If OpenAI’s tech is embedded into iPhones, that would present a very big problem for Alphabet, Google’s parent company. After ChatGPT launched 18 months ago, Alphabet sounded a “code red” internally. It mashed teams together, rushed out imperfect products and produced demo videos doctored to make its rival AI innovation, Google Gemini, seem more capable than it was. Google, in short, is flailing.

Alphabet has also been holding talks to get Gemini integrated into Apple devices. And arguably, no executive knows more about the value of having pride of place on Apple devices than Alphabet boss Sundar Pichai. Last year, his company paid more than $20 billion to Apple to ensure that Google is the default search engine on Apple devices — an arrangement at the heart of a US Department of Justice (DoJ) antitrust case against Alphabet.

Alphabet chief executive Sundar Pichai faces an existential threat if Google searches are edged out on Apple devices

That default status translates into trillions of searches — few people will actively switch to a different search engine — and tens of billions in associated advertising revenue.

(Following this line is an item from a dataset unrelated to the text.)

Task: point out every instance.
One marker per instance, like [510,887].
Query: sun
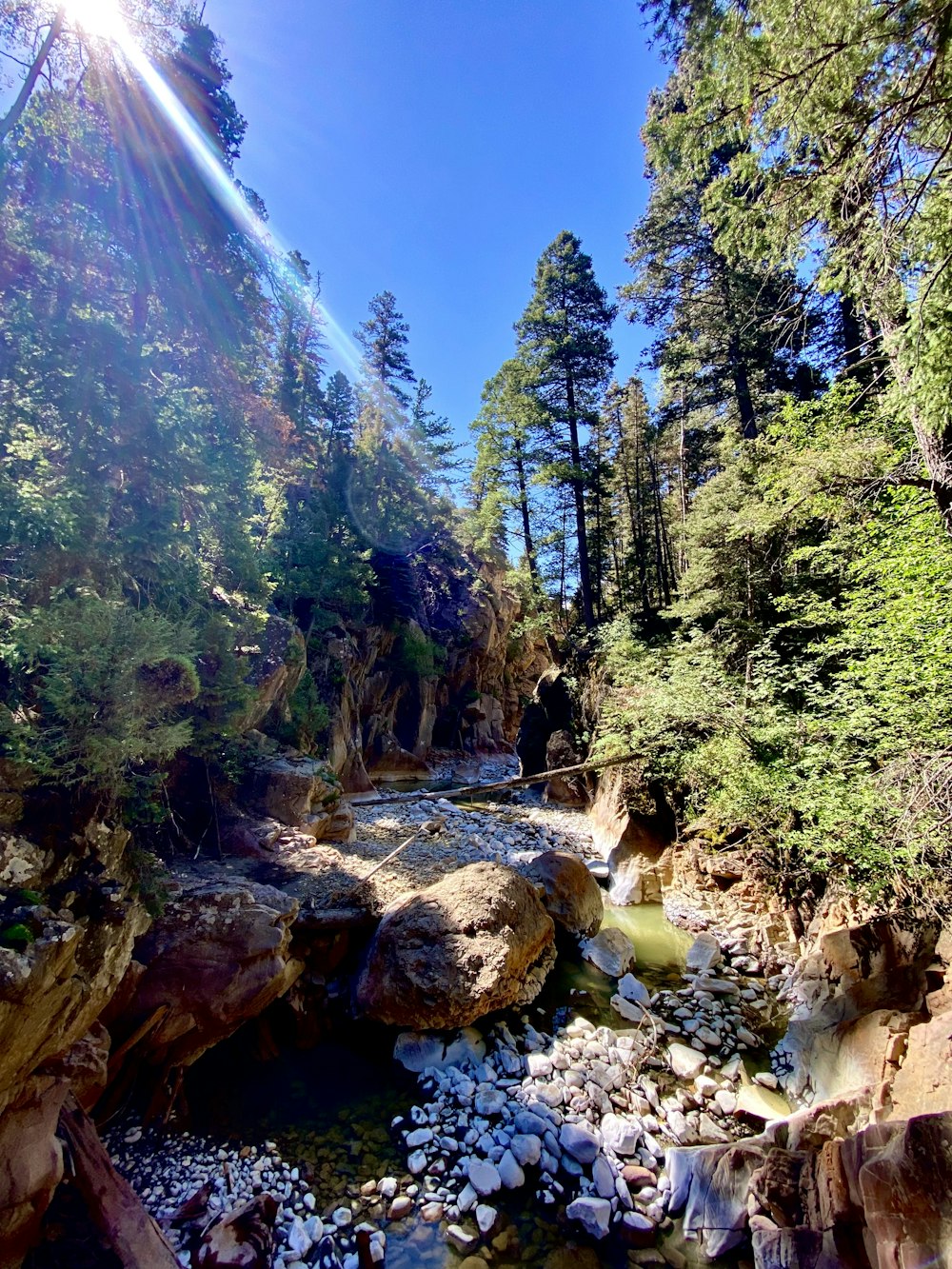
[98,18]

All of which will make Apple’s event this month very interesting indeed. A chatbot that answers questions and takes actions on behalf of its user — rather than sending that user to a Google search results page — could undermine a key plank of Alphabet’s business.

However, any alliance would also raise sticky questions for Microsoft, and its chief executive Satya Nadella. The world’s most valuable company is OpenAI’s biggest investor, with a 49 per cent stake. It also has rights to all of OpenAI’s technology, which it has begun incorporating into its devices, including a new generation of AI-centred laptops.

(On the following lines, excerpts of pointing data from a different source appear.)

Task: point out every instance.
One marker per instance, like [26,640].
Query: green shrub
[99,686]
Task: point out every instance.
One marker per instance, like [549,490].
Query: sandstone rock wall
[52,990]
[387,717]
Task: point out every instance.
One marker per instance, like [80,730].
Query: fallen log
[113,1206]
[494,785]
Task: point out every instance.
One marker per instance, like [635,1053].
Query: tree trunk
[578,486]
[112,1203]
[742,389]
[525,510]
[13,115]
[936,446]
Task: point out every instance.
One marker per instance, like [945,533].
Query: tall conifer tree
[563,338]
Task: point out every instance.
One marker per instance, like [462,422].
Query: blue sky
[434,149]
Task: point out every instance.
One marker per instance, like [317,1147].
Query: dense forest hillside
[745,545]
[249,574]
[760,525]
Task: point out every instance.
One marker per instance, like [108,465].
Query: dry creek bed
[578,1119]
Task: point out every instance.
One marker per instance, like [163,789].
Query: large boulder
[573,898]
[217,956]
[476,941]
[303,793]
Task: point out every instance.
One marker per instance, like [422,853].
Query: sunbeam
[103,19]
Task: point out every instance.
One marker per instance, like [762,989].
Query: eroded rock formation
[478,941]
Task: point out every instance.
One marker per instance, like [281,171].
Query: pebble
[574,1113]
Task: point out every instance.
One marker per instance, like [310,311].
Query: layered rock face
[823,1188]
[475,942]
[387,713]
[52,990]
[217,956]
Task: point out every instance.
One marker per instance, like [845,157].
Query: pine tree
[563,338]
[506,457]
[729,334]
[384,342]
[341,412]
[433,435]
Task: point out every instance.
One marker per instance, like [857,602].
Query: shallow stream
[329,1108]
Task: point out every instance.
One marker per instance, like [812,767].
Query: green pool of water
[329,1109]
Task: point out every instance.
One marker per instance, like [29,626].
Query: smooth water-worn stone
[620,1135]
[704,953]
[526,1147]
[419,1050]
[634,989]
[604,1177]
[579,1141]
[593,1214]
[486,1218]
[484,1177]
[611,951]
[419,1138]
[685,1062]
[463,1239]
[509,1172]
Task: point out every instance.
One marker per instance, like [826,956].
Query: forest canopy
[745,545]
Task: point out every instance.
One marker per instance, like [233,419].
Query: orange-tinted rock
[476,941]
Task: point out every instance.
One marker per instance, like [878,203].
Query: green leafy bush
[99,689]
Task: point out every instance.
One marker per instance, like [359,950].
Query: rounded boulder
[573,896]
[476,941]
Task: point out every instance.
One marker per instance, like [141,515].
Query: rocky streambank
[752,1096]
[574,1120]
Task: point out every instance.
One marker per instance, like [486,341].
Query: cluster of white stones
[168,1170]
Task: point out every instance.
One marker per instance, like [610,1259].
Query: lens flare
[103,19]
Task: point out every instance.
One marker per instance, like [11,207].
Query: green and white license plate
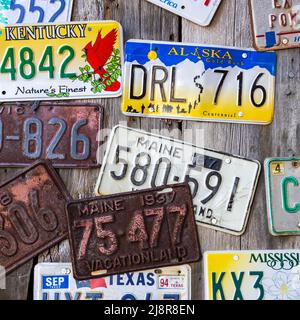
[35,11]
[282,177]
[60,61]
[252,275]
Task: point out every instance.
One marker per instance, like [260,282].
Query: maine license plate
[222,185]
[35,11]
[198,11]
[55,281]
[32,215]
[282,177]
[132,231]
[65,134]
[275,24]
[252,275]
[198,82]
[60,61]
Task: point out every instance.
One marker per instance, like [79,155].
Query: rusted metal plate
[132,231]
[32,216]
[65,134]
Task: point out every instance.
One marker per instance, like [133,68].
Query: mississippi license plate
[197,82]
[252,275]
[60,61]
[222,185]
[282,177]
[275,24]
[65,134]
[35,11]
[132,231]
[55,281]
[32,216]
[198,11]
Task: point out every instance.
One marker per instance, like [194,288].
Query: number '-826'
[33,136]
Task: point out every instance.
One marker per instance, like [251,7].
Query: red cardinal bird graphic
[98,54]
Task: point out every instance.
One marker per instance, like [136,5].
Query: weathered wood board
[231,27]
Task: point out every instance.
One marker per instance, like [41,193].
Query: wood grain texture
[230,27]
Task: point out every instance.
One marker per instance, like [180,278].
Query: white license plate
[252,275]
[198,11]
[35,11]
[222,185]
[282,177]
[54,281]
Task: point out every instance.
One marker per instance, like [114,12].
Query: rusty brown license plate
[132,231]
[32,214]
[65,134]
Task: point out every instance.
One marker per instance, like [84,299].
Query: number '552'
[29,64]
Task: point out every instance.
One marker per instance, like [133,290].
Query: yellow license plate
[198,82]
[61,61]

Satya Nadella’s Microsoft has a 49 per cent stake in OpenAI, which could leave it in an uncomfortable position should the Apple alliance go ahead

When Altman was deposed last year, Nadella sought to quell fears that his dismissal, and the narrowly avoided mutiny that followed, could hurt Microsoft’s AI ambitions. He was stark about the nature of the relationship with OpenAI, whose tools run on Microsoft data centres, too. Nadella said: “We have all the intellectual property rights and all the capability. We have the people, we have the compute, we have the data, we have everything. We are below them, above them, around them.”

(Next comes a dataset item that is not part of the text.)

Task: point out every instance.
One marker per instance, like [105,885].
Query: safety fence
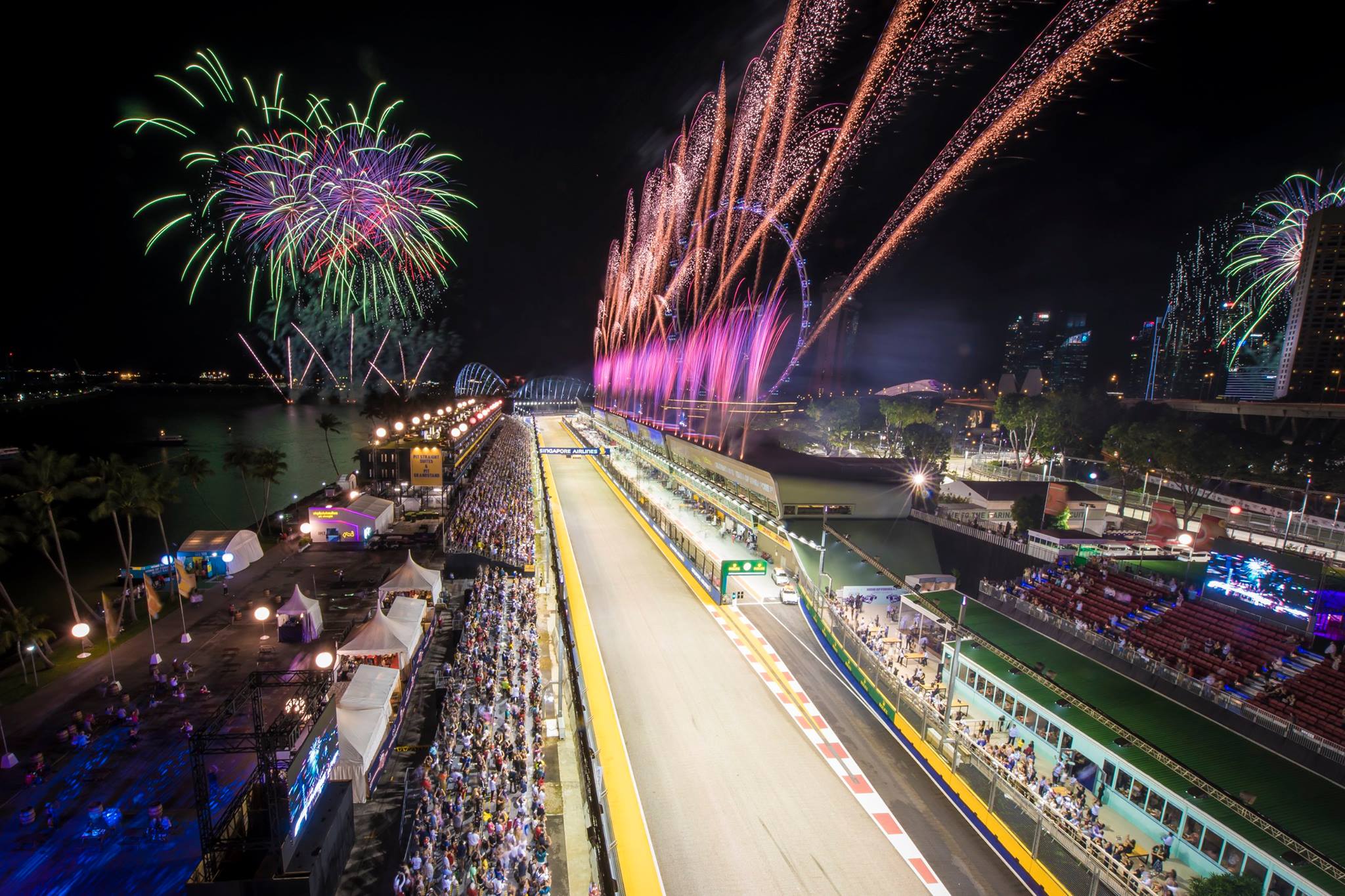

A regulator might read this as an admission that OpenAI is, in effect, a Microsoft subsidiary. Microsoft and OpenAI both contest that claim. It is also true, however, that Apple is already being sued by the DoJ over its dominance in smartphones — and now it is poised to strike a critical alliance with a start-up that, if not controlled by its biggest rival, is heavily dependent on it.

And at the centre of it all is Altman, who six months ago sat dumbstruck in a Vegas hotel, his phone buzzing and pinging and ringing with calls from people wondering what had happened, and what he would do next.